Caught up in these bitter thoughts, I barely noticed Cyrus slipping into the carriage house. He came over and stroked Frederick’s neck, looking straight into the gelding’s eyes and giving him some words of sympathy. Then he spoke to me:

“He okay?”

“Yeah,” I said, holding up Frederick’s left hind leg and scraping some hard mud out of his shoe. “Not much of a welt. Scared him worse than anything.”

“He’s a tough old boy,” Cyrus said, patting the horse’s snout lightly. Then he came round and stood by me. I got the feeling he had something on his mind.

“Miss Howard didn’t hear. What Ding Dong said about Kat, I mean.”

My heart jumped a little, but I kept on scraping. “No?”

“She was too far away. And she had her hands full.” Cyrus crouched down beside me.
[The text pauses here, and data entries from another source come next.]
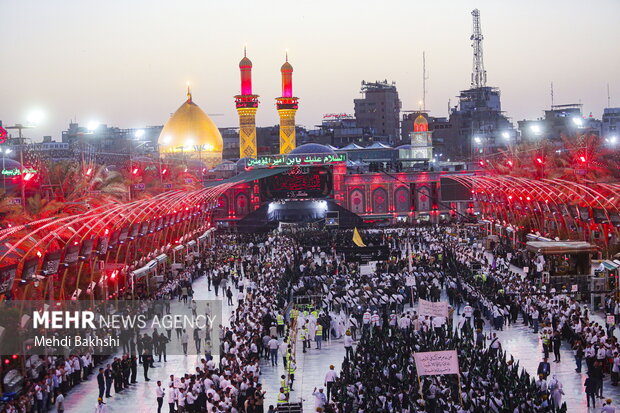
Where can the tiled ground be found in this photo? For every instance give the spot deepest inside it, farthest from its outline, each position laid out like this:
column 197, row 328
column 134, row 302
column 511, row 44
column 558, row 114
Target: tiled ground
column 312, row 366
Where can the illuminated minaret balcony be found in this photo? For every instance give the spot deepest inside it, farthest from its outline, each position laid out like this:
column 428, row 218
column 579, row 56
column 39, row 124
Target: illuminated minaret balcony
column 247, row 105
column 287, row 107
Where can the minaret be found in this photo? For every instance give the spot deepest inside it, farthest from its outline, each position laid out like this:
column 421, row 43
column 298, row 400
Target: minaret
column 287, row 107
column 247, row 104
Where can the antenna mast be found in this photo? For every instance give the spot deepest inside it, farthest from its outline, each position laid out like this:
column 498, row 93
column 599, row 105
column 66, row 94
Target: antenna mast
column 424, row 79
column 479, row 75
column 552, row 95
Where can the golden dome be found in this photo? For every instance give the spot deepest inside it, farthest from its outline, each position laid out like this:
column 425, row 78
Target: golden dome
column 190, row 130
column 420, row 120
column 286, row 67
column 245, row 62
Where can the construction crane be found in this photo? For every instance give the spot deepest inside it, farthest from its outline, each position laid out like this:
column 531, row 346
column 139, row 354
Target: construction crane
column 478, row 75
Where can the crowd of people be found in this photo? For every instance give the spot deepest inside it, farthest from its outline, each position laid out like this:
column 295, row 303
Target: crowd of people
column 349, row 301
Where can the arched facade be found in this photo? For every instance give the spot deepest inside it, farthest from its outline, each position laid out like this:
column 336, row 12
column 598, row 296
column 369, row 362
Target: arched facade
column 356, row 201
column 380, row 201
column 402, row 200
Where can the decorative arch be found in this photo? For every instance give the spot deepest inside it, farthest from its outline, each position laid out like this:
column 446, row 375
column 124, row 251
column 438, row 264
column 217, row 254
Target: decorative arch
column 379, row 201
column 242, row 206
column 402, row 200
column 222, row 206
column 424, row 199
column 356, row 201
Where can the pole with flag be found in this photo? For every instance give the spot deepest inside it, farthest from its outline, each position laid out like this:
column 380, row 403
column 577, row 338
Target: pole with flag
column 357, row 238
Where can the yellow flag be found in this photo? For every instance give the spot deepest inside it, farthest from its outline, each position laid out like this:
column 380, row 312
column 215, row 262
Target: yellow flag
column 357, row 239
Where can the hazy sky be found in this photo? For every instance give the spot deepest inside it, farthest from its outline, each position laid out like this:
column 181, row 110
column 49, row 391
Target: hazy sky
column 125, row 62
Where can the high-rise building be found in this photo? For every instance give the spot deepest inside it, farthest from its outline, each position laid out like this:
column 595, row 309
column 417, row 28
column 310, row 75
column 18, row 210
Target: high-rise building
column 610, row 128
column 379, row 110
column 287, row 107
column 421, row 140
column 247, row 104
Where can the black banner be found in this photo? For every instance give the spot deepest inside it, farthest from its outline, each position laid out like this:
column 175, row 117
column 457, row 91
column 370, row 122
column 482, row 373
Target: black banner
column 365, row 254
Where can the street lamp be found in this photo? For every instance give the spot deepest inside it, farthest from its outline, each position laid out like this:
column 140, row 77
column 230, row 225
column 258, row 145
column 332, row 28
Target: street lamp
column 536, row 129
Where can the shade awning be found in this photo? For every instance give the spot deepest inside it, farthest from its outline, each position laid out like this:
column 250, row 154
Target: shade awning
column 561, row 247
column 609, row 265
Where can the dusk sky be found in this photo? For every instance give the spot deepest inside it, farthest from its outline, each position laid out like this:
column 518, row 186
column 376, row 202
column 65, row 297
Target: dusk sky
column 125, row 62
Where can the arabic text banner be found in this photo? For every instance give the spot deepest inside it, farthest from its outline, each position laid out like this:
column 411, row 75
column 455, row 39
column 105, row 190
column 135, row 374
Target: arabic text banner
column 434, row 309
column 434, row 363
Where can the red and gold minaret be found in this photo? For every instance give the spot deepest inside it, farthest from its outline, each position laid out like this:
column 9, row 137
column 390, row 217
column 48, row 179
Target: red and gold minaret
column 247, row 104
column 287, row 107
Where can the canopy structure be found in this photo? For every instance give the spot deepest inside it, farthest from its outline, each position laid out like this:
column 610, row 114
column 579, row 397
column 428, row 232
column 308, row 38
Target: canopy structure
column 552, row 207
column 560, row 247
column 104, row 243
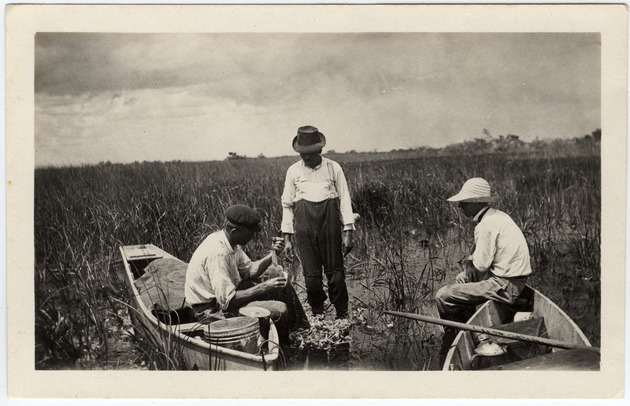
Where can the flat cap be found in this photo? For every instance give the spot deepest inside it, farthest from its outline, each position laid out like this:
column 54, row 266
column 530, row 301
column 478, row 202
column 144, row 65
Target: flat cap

In a quick glance I saw some inquisitiveness in his broad face, but more sympathy. “I heard it, though.”

“Oh,” was all I could answer.

“You want to talk about it, Stevie?”

I tried to summon up a light, dismissive kind of a laugh, but came up far short. “Not much to say. She’s gone to be his girl.” I almost choked on the words. “I told her—you know, about the idea of her working here. But you were right. She’s got other plans …”

Cyrus just made a small sound that said he got the picture. Then he put a hand on my shoulder. “You need anything?”